How are you (honestly)?
By Michael Barthman, MD
From the outside, I probably looked thoughtful, maybe devilish, like I was coming up with something clever. On the inside, my conscience had perked up, waiting to see if the truth came out of my mouth when I answered. Ellie, the medical student who’d been working with me, had asked me how I was doing.
The truth is that I was lousy, but hadn’t quite figured out why. It was winter, which isn’t a bad time of year for me. Winter in Rhode Island is a cute impression of winter back home in Wisconsin. Nevertheless, it had drained as much warmth and sunlight from the world as it could without wiping out the things holding onto life below ground. I was spending most of my time in the hospital, convincing other doctors that my patients—who are the best part of my job, no matter how bizarre, sick, or complicated their situation is—have real problems and need help. This was year two of training to be an ER doctor, a year that was draining from my world as much warmth and sunlight as it could.
“Pretty lousy,” I answered.
I told her about residency and tough realizations about medical training, some being pretty sour. She listened and it felt catawampus to have affirmation and reassurance travel from mentee to mentor. It felt vulnerable, like pushing on a belly for the first time as a medical student. But she was doing what she does during our shifts: learning. She was seeing what lies ahead, offering the same encouragement I try to offer her—which is a good, normal, human-y thing. Still, it nagged at my conscience that this dynamic seemed weird.
Did I presume she can’t empathize because she’s a student? Did I think she’d be disappointed to find out the grittier realities of medical training? One of my sourest realizations has been how dehumanizing medical training actually is (you can’t really appreciate being dehumanized until it happens to you and your friends). I do my best to be alert for it, but this was an instance where I’d taken part without noticing. A piece of me was trying to dehumanize her by withholding truths about the life she’d signed up for, as if she lacks the wherewithal to handle it—as if I’d somehow been granted the power to withhold it. If anything is clear to me, it’s that medical training doesn’t need my help to dehumanize its participants. My grumpiness had saved me—kind of. I was open, but I wasn’t candid about the experiences that await.

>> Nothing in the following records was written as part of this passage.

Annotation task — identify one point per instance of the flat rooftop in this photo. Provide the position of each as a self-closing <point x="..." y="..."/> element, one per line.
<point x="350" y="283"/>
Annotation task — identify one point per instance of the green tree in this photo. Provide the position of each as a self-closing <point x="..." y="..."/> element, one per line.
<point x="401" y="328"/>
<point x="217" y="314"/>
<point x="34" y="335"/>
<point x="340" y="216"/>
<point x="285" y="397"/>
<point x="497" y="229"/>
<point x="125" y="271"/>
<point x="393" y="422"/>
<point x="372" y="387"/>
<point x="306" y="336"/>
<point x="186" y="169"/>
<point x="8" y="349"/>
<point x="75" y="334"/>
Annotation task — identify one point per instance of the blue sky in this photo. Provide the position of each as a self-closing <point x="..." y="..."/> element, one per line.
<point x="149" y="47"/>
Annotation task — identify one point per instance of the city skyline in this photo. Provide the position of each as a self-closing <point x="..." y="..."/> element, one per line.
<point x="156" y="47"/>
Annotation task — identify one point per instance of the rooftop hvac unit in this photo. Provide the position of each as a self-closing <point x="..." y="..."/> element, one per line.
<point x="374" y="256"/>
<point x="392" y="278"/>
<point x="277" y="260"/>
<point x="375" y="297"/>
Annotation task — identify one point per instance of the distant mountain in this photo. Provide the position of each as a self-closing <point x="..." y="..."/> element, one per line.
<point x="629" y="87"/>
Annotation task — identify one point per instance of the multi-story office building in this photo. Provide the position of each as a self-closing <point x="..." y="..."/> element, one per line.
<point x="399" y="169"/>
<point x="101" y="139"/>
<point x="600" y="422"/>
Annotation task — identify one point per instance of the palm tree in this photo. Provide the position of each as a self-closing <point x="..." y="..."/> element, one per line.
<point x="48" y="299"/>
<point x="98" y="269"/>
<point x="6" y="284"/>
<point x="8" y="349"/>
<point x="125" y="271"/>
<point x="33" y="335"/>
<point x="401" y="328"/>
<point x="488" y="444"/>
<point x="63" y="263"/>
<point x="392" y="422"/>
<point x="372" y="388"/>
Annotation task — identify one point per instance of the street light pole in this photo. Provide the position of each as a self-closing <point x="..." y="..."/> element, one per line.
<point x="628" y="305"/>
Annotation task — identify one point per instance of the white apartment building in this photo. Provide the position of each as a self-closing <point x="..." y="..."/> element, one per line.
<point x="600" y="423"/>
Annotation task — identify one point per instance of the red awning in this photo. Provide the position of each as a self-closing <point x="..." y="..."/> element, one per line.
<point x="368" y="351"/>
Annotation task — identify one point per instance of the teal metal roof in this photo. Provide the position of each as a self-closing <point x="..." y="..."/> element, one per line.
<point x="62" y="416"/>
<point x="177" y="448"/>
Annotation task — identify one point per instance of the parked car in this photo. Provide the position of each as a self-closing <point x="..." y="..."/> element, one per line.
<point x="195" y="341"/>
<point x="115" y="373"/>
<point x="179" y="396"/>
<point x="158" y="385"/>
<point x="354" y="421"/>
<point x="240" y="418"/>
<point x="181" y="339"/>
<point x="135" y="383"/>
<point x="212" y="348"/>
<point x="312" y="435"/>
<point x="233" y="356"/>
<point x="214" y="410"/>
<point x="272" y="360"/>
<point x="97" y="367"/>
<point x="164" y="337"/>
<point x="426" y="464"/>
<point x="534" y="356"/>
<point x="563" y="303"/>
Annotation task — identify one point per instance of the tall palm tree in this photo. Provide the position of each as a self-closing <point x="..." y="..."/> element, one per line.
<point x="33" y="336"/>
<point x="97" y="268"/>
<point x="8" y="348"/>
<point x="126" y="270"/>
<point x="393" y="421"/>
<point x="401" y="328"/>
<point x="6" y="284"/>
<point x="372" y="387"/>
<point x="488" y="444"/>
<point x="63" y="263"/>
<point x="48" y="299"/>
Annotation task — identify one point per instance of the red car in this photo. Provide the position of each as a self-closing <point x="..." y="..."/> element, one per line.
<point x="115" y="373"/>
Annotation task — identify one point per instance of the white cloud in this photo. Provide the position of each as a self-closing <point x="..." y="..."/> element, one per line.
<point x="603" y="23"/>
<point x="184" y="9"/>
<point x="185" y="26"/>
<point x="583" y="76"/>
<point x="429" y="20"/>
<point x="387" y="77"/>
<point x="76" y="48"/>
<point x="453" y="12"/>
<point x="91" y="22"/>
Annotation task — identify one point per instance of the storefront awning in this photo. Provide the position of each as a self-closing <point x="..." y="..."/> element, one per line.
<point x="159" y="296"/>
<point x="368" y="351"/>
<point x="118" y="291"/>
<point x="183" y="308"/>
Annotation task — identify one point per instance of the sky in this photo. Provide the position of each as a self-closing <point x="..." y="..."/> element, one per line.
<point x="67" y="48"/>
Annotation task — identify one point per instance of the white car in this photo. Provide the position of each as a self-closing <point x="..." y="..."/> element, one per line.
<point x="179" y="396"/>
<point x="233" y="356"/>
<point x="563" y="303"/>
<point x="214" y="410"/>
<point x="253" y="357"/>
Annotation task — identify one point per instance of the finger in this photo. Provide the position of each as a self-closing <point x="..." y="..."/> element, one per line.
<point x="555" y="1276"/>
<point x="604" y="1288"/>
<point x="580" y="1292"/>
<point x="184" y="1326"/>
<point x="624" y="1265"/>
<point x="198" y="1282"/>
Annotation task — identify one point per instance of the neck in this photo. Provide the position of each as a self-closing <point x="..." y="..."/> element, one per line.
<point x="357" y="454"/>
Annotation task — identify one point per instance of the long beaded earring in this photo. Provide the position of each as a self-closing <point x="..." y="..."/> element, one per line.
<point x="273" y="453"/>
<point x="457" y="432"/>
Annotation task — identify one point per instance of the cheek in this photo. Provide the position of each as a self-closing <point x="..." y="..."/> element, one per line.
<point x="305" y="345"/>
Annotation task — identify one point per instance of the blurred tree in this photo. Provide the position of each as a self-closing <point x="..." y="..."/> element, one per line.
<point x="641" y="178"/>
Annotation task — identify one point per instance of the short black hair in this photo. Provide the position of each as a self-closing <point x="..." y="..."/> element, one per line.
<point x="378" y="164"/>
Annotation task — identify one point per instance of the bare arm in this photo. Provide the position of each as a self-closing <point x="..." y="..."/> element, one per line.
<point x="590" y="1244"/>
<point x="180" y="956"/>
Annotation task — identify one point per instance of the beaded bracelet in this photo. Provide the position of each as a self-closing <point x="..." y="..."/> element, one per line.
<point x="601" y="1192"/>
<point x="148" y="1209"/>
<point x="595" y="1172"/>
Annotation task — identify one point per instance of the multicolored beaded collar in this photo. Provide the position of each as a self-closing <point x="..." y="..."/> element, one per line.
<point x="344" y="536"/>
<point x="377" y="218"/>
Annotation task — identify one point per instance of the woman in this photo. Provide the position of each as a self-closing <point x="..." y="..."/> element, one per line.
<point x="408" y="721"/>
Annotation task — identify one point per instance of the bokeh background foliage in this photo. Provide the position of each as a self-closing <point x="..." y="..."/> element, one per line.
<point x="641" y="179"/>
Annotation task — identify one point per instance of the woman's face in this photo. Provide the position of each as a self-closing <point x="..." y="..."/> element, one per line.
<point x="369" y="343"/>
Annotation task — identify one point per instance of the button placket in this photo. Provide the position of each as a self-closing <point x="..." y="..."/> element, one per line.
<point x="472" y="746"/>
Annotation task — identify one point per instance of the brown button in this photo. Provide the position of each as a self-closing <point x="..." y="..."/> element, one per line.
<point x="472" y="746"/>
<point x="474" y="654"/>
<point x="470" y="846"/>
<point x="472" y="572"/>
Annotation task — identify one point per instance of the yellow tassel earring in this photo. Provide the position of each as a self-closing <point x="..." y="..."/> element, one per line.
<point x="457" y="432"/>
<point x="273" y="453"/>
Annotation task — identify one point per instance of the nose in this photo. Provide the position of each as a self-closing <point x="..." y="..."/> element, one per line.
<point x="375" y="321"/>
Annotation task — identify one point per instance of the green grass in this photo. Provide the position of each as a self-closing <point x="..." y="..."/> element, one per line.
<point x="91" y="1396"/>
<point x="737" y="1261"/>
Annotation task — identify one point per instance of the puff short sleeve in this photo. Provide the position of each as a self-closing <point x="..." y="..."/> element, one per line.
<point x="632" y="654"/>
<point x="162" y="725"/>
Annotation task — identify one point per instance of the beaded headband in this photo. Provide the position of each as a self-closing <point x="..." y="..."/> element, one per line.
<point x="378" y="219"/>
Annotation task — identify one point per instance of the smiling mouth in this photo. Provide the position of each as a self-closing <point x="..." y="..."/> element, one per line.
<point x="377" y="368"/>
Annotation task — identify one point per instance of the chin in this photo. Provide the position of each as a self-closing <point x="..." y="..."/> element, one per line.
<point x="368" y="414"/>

Wellness initiatives are everywhere, but the culture of medicine seems to change at a glacial pace. I’ve witnessed the actual number of hours worked by residents of certain specialities. They defy the duty-hour “limits” set by the overseeing bodies to protect them. I’ve watched residents break into tears as they tally the consults they’re left on their own to see while their senior resident naps. Maternity leave? There’s not space here to do it justice—and don’t forget paternity leave. Sexism? I’ve seen female doctors mansplained into silence. I’ve seen attending physicians explain to female residents the positive effects of squats on the female form. Then, we’ve jumped back into rounding on patients. My conscience still elbows me for what I didn’t defend in the moment, for the times I haven’t spoken up. These things and more chip away at who we are and our desire to simply help patients—despite all of those resources being applied to wellness initiatives. I question how things got so screwed up.
My fallback is to believe it’s a generational difference, that time might iron out the wrinkles. We’re hindered by our original reference point for medical training, which is best summarized as 1) being a male and 2) literally taking up residence in the hospital for an indefinite number of years. Recently, a one hundred hour workweek was acceptable. This isn’t a standard that’s hard to beat and it doesn’t compel us to keep improving. I know the term “burnout” gets bandied about as a diagnosis that we aren’t coping with our chosen vocation. Honestly, I think our chosen vocation isn’t coping with us, our partners, and our families. In the months we worked together, Ellie had a gift for pointing out the injustices faced by our patients, whether they were perpetrated by society or the health system. She sees the wrongs most of us are lulled into accepting as commonplace. It stung when she pointed them out to me as I moved on to the next patient—but, it should sting. Creating humane medical training means departing from the status quo. We can only depart from the status quo if we acknowledge how it makes us feel.